Although AdaGrad itself is not as commonly used in modern deep learning practice, it plays a crucial conceptual role in understanding more advanced optimizers such as RMSProp and Adam. In particular, AdaGrad's main limitation — its ever-decreasing learning rates due to the continual accumulation of squared gradients — motivates the development of methods that retain adaptive scaling while preventing the learning rate from shrinking too aggressively. Studying AdaGrad therefore provides valuable insight into the evolution of optimization algorithms and builds intuition for why later methods are designed the way they are.

Setting up the Notebook¶

Make Required Imports¶

This notebook requires the import of different Python packages but also additional Python modules that are part of the repository. If a package is missing, use your preferred package manager (e.g., conda or pip) to install it. If the code cell below runs with any errors, all required packages and modules have successfully been imported.

In [1]:

import numpy as np

from src.utils.plotting.gd import *

Preliminaries¶

This notebook assumes a basic understanding of calculus and concepts of derivatives and partial derivatives.
Although the notebook starts with a brief recap about basic Gradient Descient, being already familiar with this algorithm is recommended.

Quick Recap: Gradient Descent¶

Gradient Descent is a fundamental iterative optimization algorithm used to find critical points of a function — most commonly minima. The core idea is simple: starting from an initial guess, the algorithm repeatedly updates the parameters by moving them in the direction opposite to the gradient (i.e., the direction of steepest increase). By taking small steps downhill, the method gradually approaches a point where the gradient is zero or close to zero, indicating a local minimum or another critical point.
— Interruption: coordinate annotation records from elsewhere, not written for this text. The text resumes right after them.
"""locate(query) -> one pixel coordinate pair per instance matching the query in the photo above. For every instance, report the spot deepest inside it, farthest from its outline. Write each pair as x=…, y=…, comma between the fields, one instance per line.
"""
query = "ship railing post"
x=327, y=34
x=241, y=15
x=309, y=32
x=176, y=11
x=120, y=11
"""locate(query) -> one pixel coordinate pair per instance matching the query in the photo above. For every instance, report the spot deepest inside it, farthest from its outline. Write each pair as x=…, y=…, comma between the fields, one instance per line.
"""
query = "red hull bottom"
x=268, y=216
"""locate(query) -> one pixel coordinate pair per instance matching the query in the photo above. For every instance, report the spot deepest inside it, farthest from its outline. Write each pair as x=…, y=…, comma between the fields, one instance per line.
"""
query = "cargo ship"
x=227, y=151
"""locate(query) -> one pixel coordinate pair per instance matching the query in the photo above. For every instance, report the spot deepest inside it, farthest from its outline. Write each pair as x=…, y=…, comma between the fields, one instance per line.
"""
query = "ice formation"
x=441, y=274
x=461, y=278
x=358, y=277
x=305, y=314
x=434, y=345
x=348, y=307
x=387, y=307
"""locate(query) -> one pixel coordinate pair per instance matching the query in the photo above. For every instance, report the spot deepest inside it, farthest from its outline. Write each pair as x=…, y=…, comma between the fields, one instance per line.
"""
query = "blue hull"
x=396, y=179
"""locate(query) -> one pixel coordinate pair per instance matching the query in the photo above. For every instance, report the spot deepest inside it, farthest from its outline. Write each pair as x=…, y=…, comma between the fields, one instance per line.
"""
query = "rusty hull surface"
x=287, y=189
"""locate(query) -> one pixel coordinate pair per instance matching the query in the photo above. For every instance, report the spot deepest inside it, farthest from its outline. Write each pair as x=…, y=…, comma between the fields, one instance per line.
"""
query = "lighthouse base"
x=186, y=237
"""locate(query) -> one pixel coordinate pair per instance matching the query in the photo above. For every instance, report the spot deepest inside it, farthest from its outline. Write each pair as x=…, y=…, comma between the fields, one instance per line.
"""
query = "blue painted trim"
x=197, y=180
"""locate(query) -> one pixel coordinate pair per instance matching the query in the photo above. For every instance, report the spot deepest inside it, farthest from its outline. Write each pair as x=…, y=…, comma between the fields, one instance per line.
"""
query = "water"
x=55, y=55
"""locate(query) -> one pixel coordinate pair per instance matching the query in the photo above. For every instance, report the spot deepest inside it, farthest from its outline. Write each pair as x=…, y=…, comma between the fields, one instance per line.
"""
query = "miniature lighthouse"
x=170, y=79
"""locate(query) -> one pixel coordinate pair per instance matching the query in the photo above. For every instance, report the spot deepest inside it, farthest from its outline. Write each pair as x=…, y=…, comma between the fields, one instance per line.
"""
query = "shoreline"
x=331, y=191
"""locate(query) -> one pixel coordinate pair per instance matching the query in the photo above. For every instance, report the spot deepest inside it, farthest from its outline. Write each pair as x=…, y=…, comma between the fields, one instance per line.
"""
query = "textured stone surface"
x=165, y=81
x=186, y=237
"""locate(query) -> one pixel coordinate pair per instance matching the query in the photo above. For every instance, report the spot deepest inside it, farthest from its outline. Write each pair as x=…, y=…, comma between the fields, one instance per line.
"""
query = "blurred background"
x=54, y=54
In the context of training neural networks and other machine learning models, Gradient Descent is used to minimize a loss function with respect to all trainable parameters of the model. The loss function measures how well the model's predictions match the actual data, and the gradient provides information on how each parameter should be adjusted to reduce this error. By iteratively updating the parameters based on the computed gradients, the model learns patterns in the data and improves its performance over time.
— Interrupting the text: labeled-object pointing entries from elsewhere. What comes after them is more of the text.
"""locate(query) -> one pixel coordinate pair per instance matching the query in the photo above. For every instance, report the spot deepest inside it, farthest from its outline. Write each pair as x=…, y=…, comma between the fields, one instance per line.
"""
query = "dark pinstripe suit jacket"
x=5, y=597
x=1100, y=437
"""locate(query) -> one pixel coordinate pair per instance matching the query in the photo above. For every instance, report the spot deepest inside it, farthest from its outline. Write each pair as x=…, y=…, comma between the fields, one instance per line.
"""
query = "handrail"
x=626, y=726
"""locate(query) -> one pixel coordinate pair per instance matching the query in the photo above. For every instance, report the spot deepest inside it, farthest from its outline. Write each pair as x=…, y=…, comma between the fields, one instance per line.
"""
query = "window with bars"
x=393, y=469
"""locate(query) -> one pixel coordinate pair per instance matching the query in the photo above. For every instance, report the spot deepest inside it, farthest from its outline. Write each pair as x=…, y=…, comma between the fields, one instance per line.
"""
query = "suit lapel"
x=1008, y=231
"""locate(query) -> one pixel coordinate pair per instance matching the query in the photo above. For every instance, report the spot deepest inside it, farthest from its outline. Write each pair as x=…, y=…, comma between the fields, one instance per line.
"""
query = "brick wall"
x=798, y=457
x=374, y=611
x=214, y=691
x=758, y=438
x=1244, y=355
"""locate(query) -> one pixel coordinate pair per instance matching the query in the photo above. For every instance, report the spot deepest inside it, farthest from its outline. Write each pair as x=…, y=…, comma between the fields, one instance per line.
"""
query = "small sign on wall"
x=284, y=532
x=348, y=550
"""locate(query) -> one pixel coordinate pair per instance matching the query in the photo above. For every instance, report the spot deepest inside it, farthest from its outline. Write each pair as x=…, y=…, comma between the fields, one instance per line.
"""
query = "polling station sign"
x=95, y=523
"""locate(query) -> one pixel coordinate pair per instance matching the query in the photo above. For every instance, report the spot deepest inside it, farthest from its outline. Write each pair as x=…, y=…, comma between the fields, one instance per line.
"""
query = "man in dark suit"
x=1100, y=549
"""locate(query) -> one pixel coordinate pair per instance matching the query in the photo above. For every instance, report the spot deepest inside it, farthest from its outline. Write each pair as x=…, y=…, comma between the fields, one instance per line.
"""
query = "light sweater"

In most machine learning settings, the loss function produces a single scalar value that quantifies the model's overall error, while the model itself may contain thousands or even millions of trainable parameters. As a result, training can be viewed as the problem of minimizing a multivariate function, where the loss depends on many variables simultaneously. Each parameter represents one dimension in this high-dimensional space, and Gradient Descent operates by computing partial derivatives with respect to each parameter to determine how to adjust them collectively in order to move toward a minimum of the loss function. In the following, therefore, we consider a multivariate function $f$ of the following form:

$$\large y = f(\mathbf{x}) = f(x_1, x_2, x_3, \dots, x_d) $$

where $y$ is the scalar output (e.g., the loss when training a neural network), and $d$ (for "dimension") is the number of inputs (parameters). Throughout this notebook we consider a multivariate function $f$ together with its derivative $g=f^\prime$ as a concrete example as defined below; we limit ourselves to only two inputs here to ease visualization, but all concepts apply to an arbitrary number of inputs.
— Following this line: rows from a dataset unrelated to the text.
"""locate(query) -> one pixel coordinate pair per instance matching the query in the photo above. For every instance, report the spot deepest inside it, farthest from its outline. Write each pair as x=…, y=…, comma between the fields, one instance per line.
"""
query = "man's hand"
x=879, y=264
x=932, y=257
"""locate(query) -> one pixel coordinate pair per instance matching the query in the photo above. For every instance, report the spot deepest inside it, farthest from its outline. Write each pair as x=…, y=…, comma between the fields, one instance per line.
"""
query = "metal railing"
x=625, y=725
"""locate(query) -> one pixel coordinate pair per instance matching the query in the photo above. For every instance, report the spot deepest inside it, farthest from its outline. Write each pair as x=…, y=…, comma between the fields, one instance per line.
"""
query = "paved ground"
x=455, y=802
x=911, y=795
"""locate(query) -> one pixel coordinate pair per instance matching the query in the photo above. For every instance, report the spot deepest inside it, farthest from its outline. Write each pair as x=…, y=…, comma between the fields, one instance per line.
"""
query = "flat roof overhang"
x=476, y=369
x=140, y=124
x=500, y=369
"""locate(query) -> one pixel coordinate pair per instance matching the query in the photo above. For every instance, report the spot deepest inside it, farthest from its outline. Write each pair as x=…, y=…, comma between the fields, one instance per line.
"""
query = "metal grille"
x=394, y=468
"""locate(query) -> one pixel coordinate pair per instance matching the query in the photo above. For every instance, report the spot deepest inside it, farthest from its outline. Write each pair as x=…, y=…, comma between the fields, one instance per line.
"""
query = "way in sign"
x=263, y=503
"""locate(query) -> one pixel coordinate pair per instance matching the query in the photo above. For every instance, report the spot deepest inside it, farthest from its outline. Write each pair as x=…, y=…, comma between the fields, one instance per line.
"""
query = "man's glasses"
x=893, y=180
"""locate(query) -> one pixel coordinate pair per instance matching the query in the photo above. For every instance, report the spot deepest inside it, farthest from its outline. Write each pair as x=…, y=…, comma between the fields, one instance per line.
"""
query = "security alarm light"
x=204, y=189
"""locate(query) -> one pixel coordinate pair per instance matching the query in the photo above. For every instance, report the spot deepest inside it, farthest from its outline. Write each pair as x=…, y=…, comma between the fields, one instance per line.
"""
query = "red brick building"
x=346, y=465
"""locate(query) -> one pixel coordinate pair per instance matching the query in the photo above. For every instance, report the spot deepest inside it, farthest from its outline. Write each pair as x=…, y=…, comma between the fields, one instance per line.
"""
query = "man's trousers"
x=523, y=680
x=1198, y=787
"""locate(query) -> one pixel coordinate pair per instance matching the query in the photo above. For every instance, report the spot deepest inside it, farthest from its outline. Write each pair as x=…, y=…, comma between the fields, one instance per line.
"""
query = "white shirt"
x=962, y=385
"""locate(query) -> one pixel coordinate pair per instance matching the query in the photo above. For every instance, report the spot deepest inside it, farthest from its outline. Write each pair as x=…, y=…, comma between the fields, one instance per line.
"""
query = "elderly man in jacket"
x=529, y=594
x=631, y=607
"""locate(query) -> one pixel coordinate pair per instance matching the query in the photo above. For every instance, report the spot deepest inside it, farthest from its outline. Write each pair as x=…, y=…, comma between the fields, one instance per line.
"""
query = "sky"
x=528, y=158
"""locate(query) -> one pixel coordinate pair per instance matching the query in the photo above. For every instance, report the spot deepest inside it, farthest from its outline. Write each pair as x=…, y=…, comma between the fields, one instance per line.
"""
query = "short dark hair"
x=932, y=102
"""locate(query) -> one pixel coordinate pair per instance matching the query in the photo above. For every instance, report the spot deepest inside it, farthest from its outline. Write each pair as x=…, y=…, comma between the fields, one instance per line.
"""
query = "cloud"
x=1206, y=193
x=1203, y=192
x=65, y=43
$$ \begin{align} \large f(x_1, x_2)\ &\large = 0.1x_1^2 + 5x_2^2\\[0.5em] \large g(x_1, x_2)\ &\large = 0.2x_1^2 + 10x_2 \end{align} $$

We also implement both functions as Python methods for testing all optimizer algorithms and visualizing their results.

In [2]:

def f(x1, x2):
    return 0.1*(x1**2) + 5*(x2**2)

def g(x1, x2):
    return 0.2*x1, 10*x2

Before going further, let's first have a look at the function, using the provided auxiliary method plot_multivariate_function(f).

In [3]:

plot_multivariate_function(f)

No description has been provided for this image

Although we already know just from looking at the function $f$ that its minimum is at $x_1 = x_2 = 0$, this is not very obvious from the plot. The issues here is that function $f$, despite its simplicity, can be considered ill-conditioned. This means that small changes in its input or in the optimization process can lead to large and unstable changes in the output or in the path toward the minimum. In the context of optimization, this typically means that the function's curvature differs significantly across dimensions: in some directions the function changes very steeply, while in others it is relatively flat. Even for simple functions (e.g., quadratic forms), this can produce elongated, narrow valleys where the minimum lies, making it difficult for optimization algorithms to move efficiently toward the optimum.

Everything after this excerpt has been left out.